Source :
Apocalypses et cosmologie du salut par Pierre de Martin de Viviès, éditions du
Cerf, collection Lectio Divina
Qumrân représente une étape importante dans l’évolution de la figure de Satan. Dans les écrits de Qumrân se met en place la figure d’un « ange des ténèbres » véritablement opposé au Seigneur. La tendance est alors de relire toute l’histoire en fonction des deux camps ennemis, chacun pouvant compter des partisans au sein de l’humanité. Significatif à ce propos est ce passage de la Règle de la communauté.
1QS3 : « Dans la main du Prince des
lumières est l’empire sur tous les fils de justice. Dans des voies de lumière
ils marchent ; et dans la main de l’Ange des ténèbres est tout l’empire
sur les fils de perversion : et dans des voies de ténèbres ils marchent. »
La pensée de Qumrân est profondément marquée par un dualisme
fondamental qui oppose la lumière et les ténèbres. Ce dualisme se concrétise
par les deux figures opposées du Prince de la lumière et de l’Ange des
ténèbres. Chacune est à la tête d’un camp également opposé : les fils de
lumière et les fils de perversion. Ces créatures sont des anges et
appartiennent donc primitivement au monde d’en haut. Le Prince de lumière vient
en aide et combat pour les justes, alors que l’Ange des ténèbres inspire une
conduite mauvaise aux fils d’iniquité.

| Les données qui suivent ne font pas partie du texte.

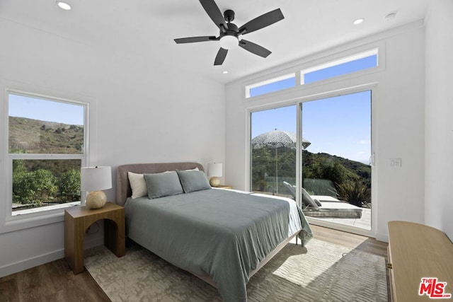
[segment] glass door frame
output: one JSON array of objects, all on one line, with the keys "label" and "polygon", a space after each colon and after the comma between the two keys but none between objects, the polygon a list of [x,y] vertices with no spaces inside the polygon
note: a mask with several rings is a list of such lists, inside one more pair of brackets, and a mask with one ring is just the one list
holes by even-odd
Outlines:
[{"label": "glass door frame", "polygon": [[[371,91],[371,156],[370,164],[372,165],[372,222],[370,230],[365,230],[364,228],[343,226],[338,223],[333,223],[328,221],[320,221],[319,219],[312,219],[307,217],[307,220],[309,223],[314,225],[318,225],[321,226],[325,226],[327,228],[335,228],[339,231],[343,231],[348,233],[356,233],[358,235],[362,235],[366,236],[375,237],[376,231],[377,230],[377,213],[378,213],[378,196],[377,196],[377,167],[375,165],[377,163],[376,153],[377,146],[377,126],[376,121],[377,120],[377,102],[378,98],[378,83],[377,82],[367,83],[362,85],[357,85],[354,86],[350,86],[347,88],[330,90],[327,91],[321,91],[319,93],[315,93],[313,94],[297,97],[290,100],[285,100],[285,96],[280,95],[276,95],[276,100],[272,103],[258,105],[256,106],[251,106],[246,108],[246,133],[248,134],[248,144],[246,144],[246,183],[245,186],[250,190],[251,181],[251,114],[253,112],[265,110],[269,109],[278,108],[281,107],[285,107],[292,105],[296,105],[297,110],[297,127],[296,127],[296,137],[297,145],[300,146],[302,137],[302,104],[305,102],[313,101],[316,100],[320,100],[323,98],[328,98],[331,97],[336,97],[339,95],[343,95],[350,93],[363,92],[366,91]],[[277,100],[280,99],[280,100]],[[299,108],[299,109],[297,109]],[[300,148],[296,149],[296,202],[300,206],[302,204],[302,151]]]},{"label": "glass door frame", "polygon": [[[344,89],[339,89],[333,91],[328,91],[325,93],[316,93],[315,95],[309,95],[306,97],[300,98],[297,100],[297,145],[300,146],[302,139],[302,104],[306,102],[314,101],[317,100],[322,100],[324,98],[333,98],[340,95],[345,95],[348,94],[352,94],[355,93],[360,93],[363,91],[371,91],[371,154],[369,158],[369,163],[371,165],[371,209],[372,209],[372,216],[371,216],[371,226],[369,230],[366,230],[365,228],[358,228],[352,226],[347,226],[340,223],[336,223],[331,221],[323,221],[321,219],[312,218],[306,216],[306,219],[311,224],[325,226],[330,228],[335,228],[339,231],[343,231],[348,233],[353,233],[357,235],[362,235],[367,236],[375,236],[375,231],[377,230],[377,169],[376,168],[375,163],[376,163],[376,153],[374,150],[377,149],[377,141],[376,138],[377,135],[377,126],[375,124],[375,121],[377,120],[376,118],[377,115],[377,84],[376,83],[366,84],[366,85],[360,85],[355,87],[350,87]],[[296,182],[297,185],[296,186],[296,202],[297,204],[301,206],[302,203],[302,151],[300,148],[297,149],[297,158],[296,158],[296,164],[297,165],[297,169],[296,169]]]}]

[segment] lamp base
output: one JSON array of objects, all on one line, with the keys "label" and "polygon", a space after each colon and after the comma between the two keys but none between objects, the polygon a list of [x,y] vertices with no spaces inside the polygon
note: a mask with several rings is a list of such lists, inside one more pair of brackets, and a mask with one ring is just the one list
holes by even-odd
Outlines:
[{"label": "lamp base", "polygon": [[107,195],[103,191],[90,192],[85,204],[88,209],[101,209],[107,202]]},{"label": "lamp base", "polygon": [[219,187],[219,185],[220,185],[220,180],[217,176],[211,178],[210,180],[210,185],[211,185],[211,187]]}]

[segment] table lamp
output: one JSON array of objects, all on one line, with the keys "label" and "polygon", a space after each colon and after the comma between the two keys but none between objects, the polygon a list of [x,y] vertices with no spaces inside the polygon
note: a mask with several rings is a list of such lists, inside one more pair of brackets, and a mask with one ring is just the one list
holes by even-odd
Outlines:
[{"label": "table lamp", "polygon": [[88,209],[101,208],[107,202],[107,196],[103,190],[112,187],[112,168],[110,167],[84,167],[80,170],[80,189],[89,192],[85,204]]},{"label": "table lamp", "polygon": [[207,164],[207,176],[210,178],[211,187],[218,187],[220,185],[219,177],[222,177],[222,163],[212,163]]}]

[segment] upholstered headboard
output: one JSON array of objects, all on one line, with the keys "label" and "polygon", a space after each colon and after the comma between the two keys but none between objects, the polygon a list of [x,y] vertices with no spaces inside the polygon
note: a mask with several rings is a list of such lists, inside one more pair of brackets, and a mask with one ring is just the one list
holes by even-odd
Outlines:
[{"label": "upholstered headboard", "polygon": [[116,169],[116,203],[123,206],[127,197],[132,194],[129,184],[127,172],[134,173],[160,173],[176,170],[189,170],[198,168],[205,171],[203,166],[198,163],[131,163],[118,166]]}]

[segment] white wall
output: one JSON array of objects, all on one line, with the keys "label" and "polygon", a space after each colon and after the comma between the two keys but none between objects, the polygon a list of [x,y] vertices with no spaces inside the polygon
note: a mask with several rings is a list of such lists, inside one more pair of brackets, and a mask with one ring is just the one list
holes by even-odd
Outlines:
[{"label": "white wall", "polygon": [[425,205],[428,225],[453,240],[453,1],[430,1],[426,18]]},{"label": "white wall", "polygon": [[[365,46],[363,46],[365,45]],[[320,60],[329,60],[338,52],[366,45],[380,45],[385,56],[385,69],[365,73],[357,77],[330,81],[328,84],[302,87],[257,100],[243,99],[243,83],[279,71],[297,70],[294,66],[309,66]],[[323,59],[326,57],[326,59]],[[226,182],[238,189],[248,189],[246,180],[248,153],[246,150],[249,135],[247,108],[277,101],[287,105],[308,95],[348,86],[376,83],[377,98],[373,112],[374,146],[377,181],[373,204],[377,211],[374,235],[387,240],[387,222],[424,220],[424,83],[425,29],[420,21],[388,33],[348,43],[324,53],[287,64],[229,83],[226,92]],[[311,62],[312,63],[311,63]],[[283,72],[283,71],[282,71]],[[257,80],[256,80],[257,81]],[[285,101],[286,100],[286,101]],[[391,168],[390,158],[402,158],[402,168]]]},{"label": "white wall", "polygon": [[[224,86],[149,60],[0,18],[0,116],[4,88],[90,103],[90,165],[224,159]],[[0,169],[5,127],[0,122]],[[6,173],[6,171],[4,172]],[[0,277],[63,257],[63,213],[52,224],[11,231],[0,178]],[[115,182],[113,183],[115,185]],[[108,190],[114,200],[115,187]]]}]

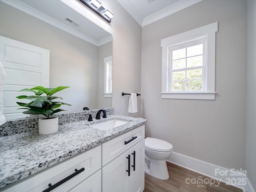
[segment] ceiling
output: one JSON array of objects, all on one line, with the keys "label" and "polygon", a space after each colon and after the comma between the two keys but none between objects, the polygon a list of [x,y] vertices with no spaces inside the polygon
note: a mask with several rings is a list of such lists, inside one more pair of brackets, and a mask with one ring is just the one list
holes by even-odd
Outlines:
[{"label": "ceiling", "polygon": [[143,27],[202,0],[117,0]]},{"label": "ceiling", "polygon": [[[60,0],[0,0],[1,2],[97,46],[112,40],[111,34]],[[82,4],[81,6],[84,6]],[[73,22],[68,21],[67,18]]]}]

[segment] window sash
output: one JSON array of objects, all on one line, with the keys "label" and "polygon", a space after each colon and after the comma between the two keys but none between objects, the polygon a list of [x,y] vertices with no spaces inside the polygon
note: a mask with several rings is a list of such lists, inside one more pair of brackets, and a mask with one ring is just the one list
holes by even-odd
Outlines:
[{"label": "window sash", "polygon": [[[167,82],[167,86],[168,89],[168,92],[203,92],[206,90],[206,84],[205,81],[206,80],[205,78],[205,70],[206,66],[206,38],[205,37],[201,37],[200,39],[198,40],[198,38],[195,40],[195,39],[193,40],[193,41],[192,40],[188,42],[183,42],[182,44],[176,44],[175,45],[173,45],[171,46],[169,46],[168,47],[168,81]],[[202,44],[203,45],[203,53],[199,55],[194,55],[193,56],[190,56],[189,57],[187,56],[187,49],[188,48],[192,47],[193,46],[195,46],[196,45]],[[186,57],[179,58],[178,59],[175,59],[172,60],[172,52],[173,51],[178,50],[186,48]],[[200,66],[196,66],[195,67],[187,67],[187,59],[188,58],[191,58],[194,57],[196,57],[199,56],[202,56],[203,57],[203,63],[202,65]],[[176,61],[179,60],[185,59],[185,67],[184,68],[181,68],[179,69],[172,69],[172,63],[173,61]],[[193,91],[193,90],[187,90],[187,82],[191,81],[196,80],[196,79],[193,80],[188,80],[187,77],[187,71],[188,70],[192,70],[194,69],[202,69],[202,79],[198,79],[198,80],[202,80],[202,90],[200,91]],[[172,74],[173,72],[180,72],[180,71],[185,71],[185,80],[179,80],[179,81],[173,81],[172,80]],[[172,83],[174,82],[185,82],[185,91],[173,91],[172,90]]]}]

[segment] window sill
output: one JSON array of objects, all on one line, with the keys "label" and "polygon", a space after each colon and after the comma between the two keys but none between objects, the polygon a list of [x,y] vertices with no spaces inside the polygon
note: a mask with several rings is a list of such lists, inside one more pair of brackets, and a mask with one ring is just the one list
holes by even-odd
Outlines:
[{"label": "window sill", "polygon": [[162,99],[215,100],[216,92],[160,93]]},{"label": "window sill", "polygon": [[104,97],[112,97],[112,93],[104,93]]}]

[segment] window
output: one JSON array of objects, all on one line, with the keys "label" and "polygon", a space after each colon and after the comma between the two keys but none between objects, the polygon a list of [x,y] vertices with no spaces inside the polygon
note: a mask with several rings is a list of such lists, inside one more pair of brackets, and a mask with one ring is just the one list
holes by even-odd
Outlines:
[{"label": "window", "polygon": [[104,58],[104,97],[112,96],[112,56]]},{"label": "window", "polygon": [[162,98],[215,99],[218,22],[161,40]]}]

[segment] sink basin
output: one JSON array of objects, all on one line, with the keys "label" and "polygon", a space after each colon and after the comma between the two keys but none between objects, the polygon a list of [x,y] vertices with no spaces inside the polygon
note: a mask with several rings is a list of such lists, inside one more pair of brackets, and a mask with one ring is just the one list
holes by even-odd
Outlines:
[{"label": "sink basin", "polygon": [[119,119],[113,119],[112,120],[97,123],[97,124],[91,125],[90,125],[90,126],[104,131],[112,129],[120,125],[128,123],[128,122],[129,122]]}]

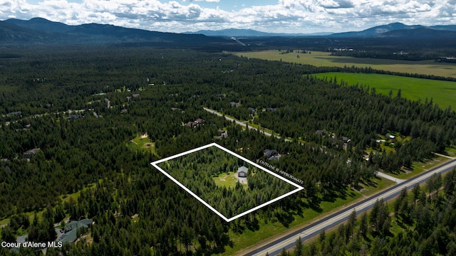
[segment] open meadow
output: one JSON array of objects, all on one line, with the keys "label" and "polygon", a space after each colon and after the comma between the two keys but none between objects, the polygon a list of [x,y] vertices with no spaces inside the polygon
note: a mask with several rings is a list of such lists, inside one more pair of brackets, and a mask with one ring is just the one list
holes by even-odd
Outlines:
[{"label": "open meadow", "polygon": [[456,82],[440,81],[430,79],[407,78],[397,75],[381,74],[361,74],[361,73],[326,73],[315,74],[314,76],[319,79],[333,80],[337,78],[337,81],[348,82],[348,85],[369,85],[370,88],[375,87],[377,92],[388,95],[393,92],[393,96],[396,96],[400,89],[401,97],[411,100],[425,102],[432,99],[442,109],[451,106],[454,110],[456,107]]},{"label": "open meadow", "polygon": [[[331,53],[311,51],[311,53],[289,53],[281,54],[279,50],[263,50],[235,53],[238,56],[269,60],[312,65],[317,67],[371,67],[373,69],[410,74],[433,75],[456,78],[456,64],[436,63],[432,60],[422,61],[375,59],[331,56]],[[298,56],[299,56],[298,58]]]}]

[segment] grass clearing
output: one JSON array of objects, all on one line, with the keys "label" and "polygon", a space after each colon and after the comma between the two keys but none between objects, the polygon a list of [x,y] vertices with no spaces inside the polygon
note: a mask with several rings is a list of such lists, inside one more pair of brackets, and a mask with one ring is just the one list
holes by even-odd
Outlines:
[{"label": "grass clearing", "polygon": [[[330,201],[322,201],[319,208],[307,207],[303,209],[302,214],[294,214],[293,215],[294,220],[288,226],[284,226],[280,221],[271,222],[261,220],[260,228],[258,230],[245,230],[241,235],[230,230],[229,235],[233,242],[233,247],[226,246],[225,251],[222,255],[244,255],[249,250],[257,247],[259,243],[266,243],[277,237],[284,235],[286,233],[292,233],[395,183],[385,178],[377,178],[370,183],[371,186],[361,184],[363,189],[361,191],[353,191],[347,187],[341,193],[332,197]],[[329,198],[331,196],[327,198]],[[303,204],[306,205],[307,202],[303,200]]]},{"label": "grass clearing", "polygon": [[449,161],[451,161],[451,159],[447,157],[437,156],[432,159],[414,162],[413,164],[412,164],[413,171],[402,171],[399,174],[386,173],[386,174],[398,178],[408,179]]},{"label": "grass clearing", "polygon": [[[341,67],[353,65],[358,68],[370,67],[376,70],[410,74],[433,75],[442,77],[456,78],[456,65],[453,63],[436,63],[433,60],[411,61],[369,58],[353,58],[331,56],[331,53],[311,51],[311,54],[290,53],[280,54],[279,50],[263,50],[236,53],[238,56],[259,58],[268,60],[284,61],[294,63],[308,64],[317,67]],[[299,55],[299,58],[297,56]]]},{"label": "grass clearing", "polygon": [[127,144],[127,146],[136,151],[149,150],[153,154],[157,155],[157,151],[155,151],[155,143],[152,142],[152,140],[149,139],[147,134],[137,136],[130,141]]},{"label": "grass clearing", "polygon": [[406,78],[397,75],[382,74],[361,74],[344,73],[326,73],[315,74],[319,79],[326,78],[328,80],[337,78],[338,83],[341,81],[348,82],[348,85],[365,85],[370,88],[375,87],[377,92],[388,95],[393,92],[393,97],[395,97],[400,89],[403,97],[411,100],[421,100],[425,102],[432,99],[434,103],[441,108],[445,109],[451,106],[456,108],[455,99],[456,98],[456,82],[440,81],[429,79]]},{"label": "grass clearing", "polygon": [[454,146],[449,146],[445,149],[445,152],[450,157],[456,157],[456,148]]}]

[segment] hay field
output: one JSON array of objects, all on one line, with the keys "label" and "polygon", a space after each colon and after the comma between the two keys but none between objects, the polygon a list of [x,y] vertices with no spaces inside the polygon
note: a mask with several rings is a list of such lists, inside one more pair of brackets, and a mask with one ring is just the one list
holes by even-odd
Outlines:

Cet Ange des ténèbres n’est pas appelée
Satan, mais porte le nom de Bélial.
1QM 13 : « Et le Prince de lumière, tu
l’as commis jadis pour nous porter secours ; et dans son lot, sont tous
les anges de justice et tous les esprits de vérité sont dans son empire et toi,
tu as créé Bélial pour la fosse, l’ange d’hostilité et de reniement avec son
plan et son dessein, pour qu’on commît des impiétés et pour qu’on commît des
fautes ; et tous les esprits de son lot sont des anges de
destruction : dans les décrets des ténèbres, ils marchent et vers les
ténèbres tend leur désir, d’un même mouvement. »
Ce nom n’est pas inconnu de la littérature
vétérotestamentaire. En hébreu, Bélial est d’abord un nom commun dont
l’étymologie la plus probable reste la composition de belî yâ al, ce qui
signifie, « sans utilité, sans valeur. » Tel quel, ce terme
s’applique à des choses ou à des personnes que l’on qualifie de
« vauriens » mais le terme peut parfois être employé comme nom
propre.
Le psaume 18 verset 5 fait référence aux liens de la
mort et aux torrents du Bélial et peut témoigner d’un usage différent du terme
qui désignerait alors quelque réalité du monde d’en bas, en lien avec la mort
et le shéol. Cet usage peut être rapproché de Psaumes 41, 9 où il est fait
mention de Bélial pour parler d’une maladie qui conduit à la mort. Dans la
littérature de Qumrân, Bélial est clairement utilisé comme un nom propre pour
désigner une créature angélique.
Des multiples emplois de ce terme, il ressort les points suivants : Bélial est un ange des ténèbres et une créature rebelle à Dieu. Son rôle principal est d’égarer les hommes pour les détourner de Dieu. Il apparaît comme le chef d’une armée d’esprits qui lui sont soumis et amplifient son action sur toute la terre. Son pouvoir maléfique est contré par un ange fidèle à Dieu dont la mission est de veiller sur les Justes et tout spécialement sur la communauté de Qumrân. Cet anges est alors appelé Ange de lumière ou Ange de vérité.